Но затем сразу нахмурился. Поезд снова остановился, а лицо билетного контролера теперь тоже казалось странно знакомым… Это все могло ничего не значить, но ведь Фабер оставался до сих пор цел только потому, что обращал внимание на вещи, которые на первый взгляд ничего не значили. Он снова выглянул в коридор, но мужчина в этот момент зашел в одно из купе.

Остановка оказалась короткой. Они миновали станцию Кру, как дружно заключили знатоки из купе Фабера. Состав опять тронулся.

У Фабера появился шанс еще раз мельком взглянуть на лицо инспектора, и тут он все вспомнил. Точно! Пансион в Хайгейте. Мальчишка из Йоркшира, мечтавший попасть в армию!

Теперь Фабер не сводил с него глаз. Лучом фонарика контролер пробегал по лицам всех пассажиров. Он проверял не только билеты!

«Нет, остановись, – сказал себе Фабер. – Не надо скороспелых выводов. Как они могли добраться до меня? Они понятия не имели, что я сел именно в этот поезд.

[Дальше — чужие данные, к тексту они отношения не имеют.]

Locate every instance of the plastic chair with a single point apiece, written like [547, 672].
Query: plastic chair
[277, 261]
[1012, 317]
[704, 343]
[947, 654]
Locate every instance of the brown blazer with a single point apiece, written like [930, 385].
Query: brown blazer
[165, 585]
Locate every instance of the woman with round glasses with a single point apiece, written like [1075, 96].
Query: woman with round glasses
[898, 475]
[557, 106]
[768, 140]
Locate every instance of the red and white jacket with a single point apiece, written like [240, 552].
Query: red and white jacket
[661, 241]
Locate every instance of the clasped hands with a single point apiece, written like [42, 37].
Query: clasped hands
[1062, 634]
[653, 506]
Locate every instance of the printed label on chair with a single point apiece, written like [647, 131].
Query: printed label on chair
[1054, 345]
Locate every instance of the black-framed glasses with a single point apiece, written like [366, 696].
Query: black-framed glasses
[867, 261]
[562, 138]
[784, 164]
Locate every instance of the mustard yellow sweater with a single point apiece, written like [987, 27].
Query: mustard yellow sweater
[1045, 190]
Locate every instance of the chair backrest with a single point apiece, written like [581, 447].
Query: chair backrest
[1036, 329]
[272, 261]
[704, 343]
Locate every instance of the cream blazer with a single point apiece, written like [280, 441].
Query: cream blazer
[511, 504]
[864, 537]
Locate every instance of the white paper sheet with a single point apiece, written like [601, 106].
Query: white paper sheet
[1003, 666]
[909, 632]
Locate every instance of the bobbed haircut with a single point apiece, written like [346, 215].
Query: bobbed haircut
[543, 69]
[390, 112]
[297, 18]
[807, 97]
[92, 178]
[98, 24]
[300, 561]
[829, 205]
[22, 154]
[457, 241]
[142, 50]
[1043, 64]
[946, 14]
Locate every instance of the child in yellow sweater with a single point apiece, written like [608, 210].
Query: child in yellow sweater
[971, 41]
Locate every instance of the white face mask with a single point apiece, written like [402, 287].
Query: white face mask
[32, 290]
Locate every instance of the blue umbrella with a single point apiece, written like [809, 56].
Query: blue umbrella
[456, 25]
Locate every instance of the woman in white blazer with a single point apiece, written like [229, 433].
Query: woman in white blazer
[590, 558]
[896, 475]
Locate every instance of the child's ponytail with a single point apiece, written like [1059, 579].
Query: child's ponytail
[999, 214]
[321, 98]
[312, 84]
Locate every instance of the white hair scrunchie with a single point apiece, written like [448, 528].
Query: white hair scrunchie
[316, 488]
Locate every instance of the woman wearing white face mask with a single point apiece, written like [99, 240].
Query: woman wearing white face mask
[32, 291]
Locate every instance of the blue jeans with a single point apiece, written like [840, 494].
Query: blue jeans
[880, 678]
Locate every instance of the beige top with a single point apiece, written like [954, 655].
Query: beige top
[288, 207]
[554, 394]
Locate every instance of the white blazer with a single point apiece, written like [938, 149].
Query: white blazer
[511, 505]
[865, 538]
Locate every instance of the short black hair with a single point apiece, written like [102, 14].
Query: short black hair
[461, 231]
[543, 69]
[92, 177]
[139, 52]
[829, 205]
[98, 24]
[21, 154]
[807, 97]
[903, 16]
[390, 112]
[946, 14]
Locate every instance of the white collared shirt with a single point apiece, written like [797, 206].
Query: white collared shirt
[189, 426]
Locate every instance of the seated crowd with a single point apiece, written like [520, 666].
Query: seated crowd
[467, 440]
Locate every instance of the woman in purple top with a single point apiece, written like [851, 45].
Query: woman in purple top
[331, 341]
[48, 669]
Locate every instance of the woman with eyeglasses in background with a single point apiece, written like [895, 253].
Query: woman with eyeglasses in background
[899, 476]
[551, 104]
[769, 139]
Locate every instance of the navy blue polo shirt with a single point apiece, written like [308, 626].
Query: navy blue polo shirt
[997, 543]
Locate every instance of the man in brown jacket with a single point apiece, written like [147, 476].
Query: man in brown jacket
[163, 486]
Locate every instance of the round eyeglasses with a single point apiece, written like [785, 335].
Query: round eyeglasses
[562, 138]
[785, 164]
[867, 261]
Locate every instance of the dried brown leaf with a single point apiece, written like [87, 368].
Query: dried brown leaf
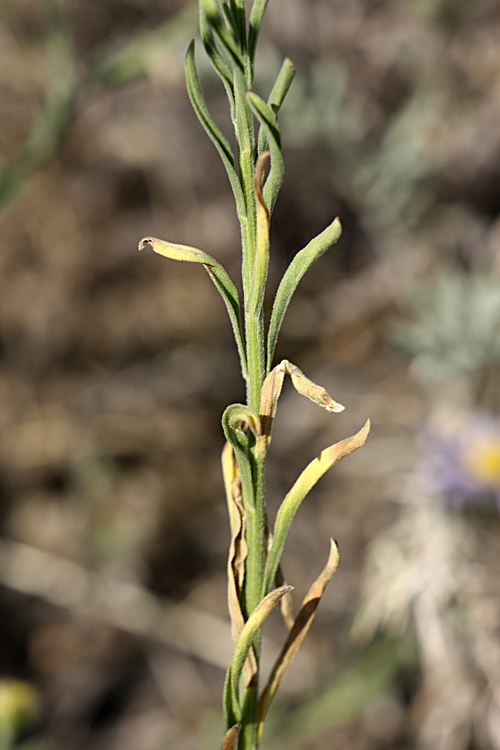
[301, 626]
[271, 391]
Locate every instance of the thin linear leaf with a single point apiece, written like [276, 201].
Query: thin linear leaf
[268, 121]
[271, 391]
[293, 274]
[200, 107]
[238, 8]
[230, 738]
[304, 484]
[246, 639]
[277, 96]
[261, 266]
[223, 34]
[286, 605]
[232, 419]
[238, 551]
[256, 16]
[218, 275]
[218, 63]
[296, 636]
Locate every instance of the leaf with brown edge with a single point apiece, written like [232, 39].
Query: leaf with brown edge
[243, 646]
[238, 551]
[219, 276]
[271, 391]
[311, 474]
[296, 636]
[230, 738]
[285, 603]
[261, 265]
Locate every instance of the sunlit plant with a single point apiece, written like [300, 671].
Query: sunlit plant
[255, 580]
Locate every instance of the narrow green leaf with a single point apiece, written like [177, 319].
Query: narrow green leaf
[277, 96]
[233, 418]
[259, 278]
[218, 63]
[223, 34]
[238, 8]
[247, 637]
[218, 275]
[204, 116]
[256, 16]
[311, 474]
[268, 121]
[293, 274]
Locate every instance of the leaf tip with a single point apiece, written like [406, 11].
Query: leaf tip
[229, 741]
[145, 242]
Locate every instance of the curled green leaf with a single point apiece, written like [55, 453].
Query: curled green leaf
[218, 275]
[293, 274]
[304, 484]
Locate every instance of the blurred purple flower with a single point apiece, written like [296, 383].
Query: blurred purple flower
[462, 459]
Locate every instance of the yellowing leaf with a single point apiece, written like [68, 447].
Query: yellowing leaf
[297, 634]
[311, 474]
[271, 391]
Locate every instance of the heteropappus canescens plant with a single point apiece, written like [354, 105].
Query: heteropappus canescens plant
[256, 582]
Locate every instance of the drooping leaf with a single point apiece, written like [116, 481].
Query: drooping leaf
[294, 273]
[296, 636]
[218, 275]
[261, 265]
[238, 551]
[311, 474]
[230, 738]
[271, 391]
[268, 121]
[243, 646]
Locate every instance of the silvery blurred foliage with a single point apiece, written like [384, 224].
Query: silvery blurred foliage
[431, 571]
[455, 326]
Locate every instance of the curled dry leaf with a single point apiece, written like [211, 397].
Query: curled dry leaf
[286, 606]
[304, 484]
[298, 632]
[271, 391]
[238, 551]
[230, 738]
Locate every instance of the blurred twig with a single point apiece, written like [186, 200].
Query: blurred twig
[107, 67]
[123, 605]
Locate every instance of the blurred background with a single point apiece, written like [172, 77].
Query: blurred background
[115, 368]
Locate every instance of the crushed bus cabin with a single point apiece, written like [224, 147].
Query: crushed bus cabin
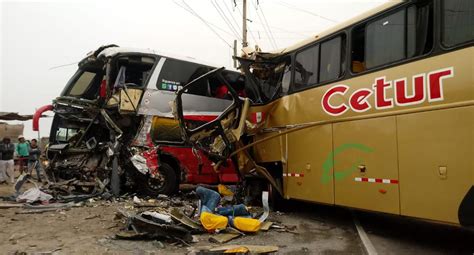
[376, 114]
[113, 125]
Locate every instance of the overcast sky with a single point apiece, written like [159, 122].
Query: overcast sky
[39, 35]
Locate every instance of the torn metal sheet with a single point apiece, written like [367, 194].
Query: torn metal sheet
[266, 207]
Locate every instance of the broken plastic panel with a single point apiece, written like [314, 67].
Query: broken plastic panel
[208, 119]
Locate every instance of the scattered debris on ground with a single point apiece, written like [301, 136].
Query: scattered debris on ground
[181, 220]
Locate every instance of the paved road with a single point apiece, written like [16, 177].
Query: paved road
[388, 234]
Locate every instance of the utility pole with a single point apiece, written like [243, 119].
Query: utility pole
[244, 24]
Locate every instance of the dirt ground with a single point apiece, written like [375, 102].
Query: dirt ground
[91, 228]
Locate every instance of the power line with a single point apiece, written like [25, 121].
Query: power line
[190, 10]
[305, 11]
[248, 27]
[264, 26]
[230, 13]
[266, 22]
[224, 18]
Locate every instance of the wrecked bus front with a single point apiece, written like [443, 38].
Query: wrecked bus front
[102, 132]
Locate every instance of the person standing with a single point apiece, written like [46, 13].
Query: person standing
[6, 164]
[23, 151]
[33, 160]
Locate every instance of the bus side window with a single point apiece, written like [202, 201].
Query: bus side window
[330, 65]
[457, 22]
[306, 67]
[385, 40]
[382, 41]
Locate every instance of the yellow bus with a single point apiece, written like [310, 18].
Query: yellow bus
[376, 113]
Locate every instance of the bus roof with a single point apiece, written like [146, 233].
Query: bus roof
[338, 27]
[112, 51]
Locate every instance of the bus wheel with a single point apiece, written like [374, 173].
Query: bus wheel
[163, 184]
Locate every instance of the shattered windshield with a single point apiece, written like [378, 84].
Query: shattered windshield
[84, 84]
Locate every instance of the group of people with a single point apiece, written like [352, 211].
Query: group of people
[27, 153]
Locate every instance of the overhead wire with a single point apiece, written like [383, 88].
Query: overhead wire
[194, 13]
[225, 19]
[305, 11]
[266, 22]
[248, 27]
[264, 27]
[231, 15]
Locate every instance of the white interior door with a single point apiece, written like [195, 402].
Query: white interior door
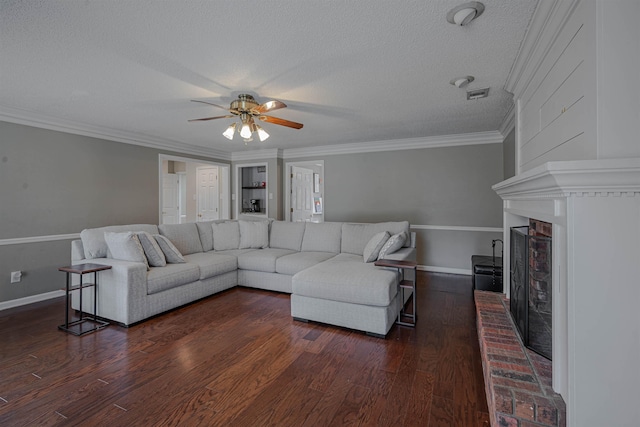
[208, 199]
[301, 194]
[170, 210]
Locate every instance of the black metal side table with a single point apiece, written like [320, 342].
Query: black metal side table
[84, 324]
[404, 318]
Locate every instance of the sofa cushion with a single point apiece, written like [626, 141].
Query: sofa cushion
[346, 278]
[171, 253]
[394, 243]
[262, 260]
[372, 250]
[254, 234]
[212, 264]
[356, 236]
[155, 256]
[235, 252]
[298, 261]
[172, 276]
[286, 235]
[226, 235]
[185, 237]
[125, 246]
[322, 237]
[93, 241]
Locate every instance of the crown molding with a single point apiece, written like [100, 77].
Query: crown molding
[509, 121]
[491, 137]
[29, 118]
[545, 26]
[272, 153]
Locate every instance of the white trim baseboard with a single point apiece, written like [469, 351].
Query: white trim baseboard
[447, 270]
[5, 305]
[39, 239]
[456, 228]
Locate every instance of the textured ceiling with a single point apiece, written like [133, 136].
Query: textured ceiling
[351, 71]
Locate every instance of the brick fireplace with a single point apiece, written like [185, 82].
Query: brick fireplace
[593, 207]
[531, 285]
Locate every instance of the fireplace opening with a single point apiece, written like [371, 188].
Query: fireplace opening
[531, 285]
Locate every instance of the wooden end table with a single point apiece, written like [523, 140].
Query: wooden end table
[404, 318]
[84, 324]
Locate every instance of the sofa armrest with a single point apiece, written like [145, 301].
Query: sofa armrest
[403, 254]
[121, 291]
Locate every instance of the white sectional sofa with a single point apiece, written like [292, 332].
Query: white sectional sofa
[321, 265]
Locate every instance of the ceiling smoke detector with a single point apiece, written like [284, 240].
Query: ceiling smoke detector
[478, 93]
[465, 13]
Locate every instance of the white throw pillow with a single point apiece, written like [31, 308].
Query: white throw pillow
[152, 250]
[125, 246]
[253, 234]
[171, 253]
[226, 235]
[372, 249]
[394, 243]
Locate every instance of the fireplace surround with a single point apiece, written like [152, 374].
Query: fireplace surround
[594, 209]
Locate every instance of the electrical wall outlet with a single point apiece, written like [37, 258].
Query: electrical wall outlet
[16, 276]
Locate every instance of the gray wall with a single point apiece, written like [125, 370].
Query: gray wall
[428, 187]
[509, 155]
[56, 183]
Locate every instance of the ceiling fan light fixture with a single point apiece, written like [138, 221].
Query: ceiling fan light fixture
[465, 13]
[245, 129]
[229, 132]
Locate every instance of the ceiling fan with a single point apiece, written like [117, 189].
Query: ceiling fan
[247, 108]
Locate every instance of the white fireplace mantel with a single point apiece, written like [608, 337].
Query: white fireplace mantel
[594, 207]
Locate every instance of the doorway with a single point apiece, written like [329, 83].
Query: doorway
[304, 191]
[201, 193]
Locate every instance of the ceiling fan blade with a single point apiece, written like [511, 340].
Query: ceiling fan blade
[208, 103]
[281, 122]
[268, 106]
[211, 118]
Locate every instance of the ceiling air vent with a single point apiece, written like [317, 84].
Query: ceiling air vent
[478, 93]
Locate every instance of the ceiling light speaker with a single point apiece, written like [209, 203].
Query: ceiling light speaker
[462, 82]
[465, 13]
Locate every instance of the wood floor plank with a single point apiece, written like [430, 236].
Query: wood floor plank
[238, 358]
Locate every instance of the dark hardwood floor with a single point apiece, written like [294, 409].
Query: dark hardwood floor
[238, 359]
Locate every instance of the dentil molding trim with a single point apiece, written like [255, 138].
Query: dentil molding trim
[608, 177]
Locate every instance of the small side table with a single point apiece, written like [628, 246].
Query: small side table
[404, 318]
[85, 324]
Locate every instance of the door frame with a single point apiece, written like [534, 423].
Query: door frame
[287, 184]
[224, 175]
[198, 190]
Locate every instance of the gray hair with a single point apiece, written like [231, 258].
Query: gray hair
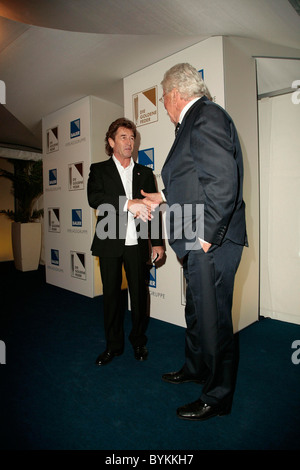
[187, 80]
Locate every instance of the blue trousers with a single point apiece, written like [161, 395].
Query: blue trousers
[210, 349]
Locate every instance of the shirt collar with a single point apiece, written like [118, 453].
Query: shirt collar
[130, 166]
[186, 108]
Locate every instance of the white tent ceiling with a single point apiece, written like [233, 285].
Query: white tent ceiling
[54, 52]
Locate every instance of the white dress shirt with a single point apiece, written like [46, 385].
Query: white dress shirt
[126, 177]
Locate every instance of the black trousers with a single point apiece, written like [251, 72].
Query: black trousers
[136, 274]
[210, 348]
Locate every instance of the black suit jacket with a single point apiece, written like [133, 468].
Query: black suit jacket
[106, 193]
[205, 166]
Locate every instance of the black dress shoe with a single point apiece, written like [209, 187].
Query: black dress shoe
[199, 411]
[107, 357]
[140, 353]
[180, 377]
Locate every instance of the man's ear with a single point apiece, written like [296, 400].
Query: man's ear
[111, 142]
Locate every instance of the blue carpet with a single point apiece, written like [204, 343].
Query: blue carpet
[54, 397]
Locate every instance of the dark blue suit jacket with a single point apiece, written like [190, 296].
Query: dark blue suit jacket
[205, 166]
[105, 190]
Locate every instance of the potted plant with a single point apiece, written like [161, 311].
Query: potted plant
[27, 187]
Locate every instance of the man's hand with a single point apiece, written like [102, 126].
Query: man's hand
[157, 253]
[139, 210]
[151, 200]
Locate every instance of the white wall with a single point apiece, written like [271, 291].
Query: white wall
[6, 202]
[279, 124]
[214, 57]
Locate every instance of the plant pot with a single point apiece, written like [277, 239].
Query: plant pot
[26, 244]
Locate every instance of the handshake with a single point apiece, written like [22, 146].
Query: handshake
[143, 208]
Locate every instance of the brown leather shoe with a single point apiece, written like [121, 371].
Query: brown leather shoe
[200, 411]
[140, 353]
[180, 377]
[106, 357]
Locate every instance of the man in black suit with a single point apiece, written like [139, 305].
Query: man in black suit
[204, 171]
[122, 237]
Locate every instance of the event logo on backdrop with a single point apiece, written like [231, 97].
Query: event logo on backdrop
[52, 140]
[146, 157]
[76, 217]
[55, 257]
[183, 287]
[75, 128]
[54, 219]
[152, 277]
[76, 176]
[78, 268]
[2, 92]
[53, 177]
[144, 105]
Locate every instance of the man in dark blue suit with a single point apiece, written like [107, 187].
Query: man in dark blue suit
[203, 175]
[122, 237]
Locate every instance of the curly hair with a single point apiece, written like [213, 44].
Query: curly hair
[112, 130]
[187, 80]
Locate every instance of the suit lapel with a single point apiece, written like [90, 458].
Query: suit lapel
[114, 174]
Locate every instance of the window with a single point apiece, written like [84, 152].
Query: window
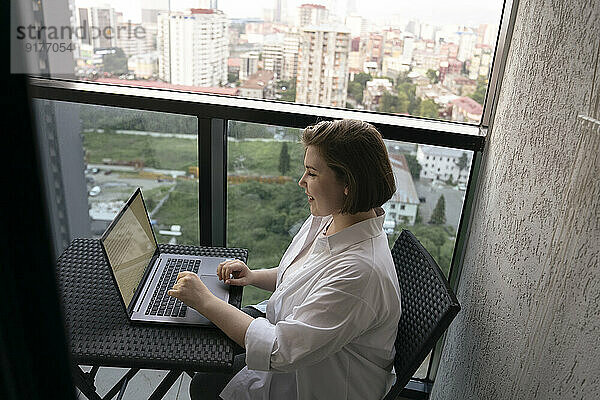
[96, 156]
[247, 180]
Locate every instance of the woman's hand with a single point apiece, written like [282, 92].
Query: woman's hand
[190, 289]
[242, 275]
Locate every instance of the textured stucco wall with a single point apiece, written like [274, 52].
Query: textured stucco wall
[530, 287]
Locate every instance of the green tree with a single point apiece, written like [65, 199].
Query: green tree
[355, 90]
[413, 166]
[438, 216]
[149, 154]
[284, 159]
[393, 104]
[362, 78]
[479, 94]
[432, 75]
[429, 109]
[288, 90]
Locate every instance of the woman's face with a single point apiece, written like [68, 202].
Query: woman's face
[326, 194]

Они не могли найти одного из немногих живых людей, кто помнил мое лицо, переодеть в мундир железнодорожника и отправить по вагонам за такое короткое время…»

Паркин. Билли Паркин – так звали парня. Но только выглядел он теперь намного старше. И все ближе подходил к его купе.

Нет. Это все-таки его двойник. Или близнец. Совпадение, и не более того.

Теперь Паркин зашел в купе, соседнее с тем, в котором ехал Фабер. Времени почти не оставалось.

Фабер приготовился к худшему и стал обдумывать план действий.

Он встал, вышел из купе и пошел по коридору вагона, переступая через чемоданы, рюкзаки, вещевые мешки и тела пассажиров. Добрался до туалета. Свободно. Фабер вошел внутрь и заперся.

Так он выигрывал лишь немного времени – ни один билетный контролер не забывает проверять отхожее место. Он уселся на стульчак, лихорадочно соображая, как ему выпутаться из этой ситуации. Поезд уже набрал ход, и мчался теперь так быстро, что пытаться спрыгнуть стало бы безумием. К тому же его прыжок мог кто-то заметить, и если охота идет действительно на него, поезд тут же остановится.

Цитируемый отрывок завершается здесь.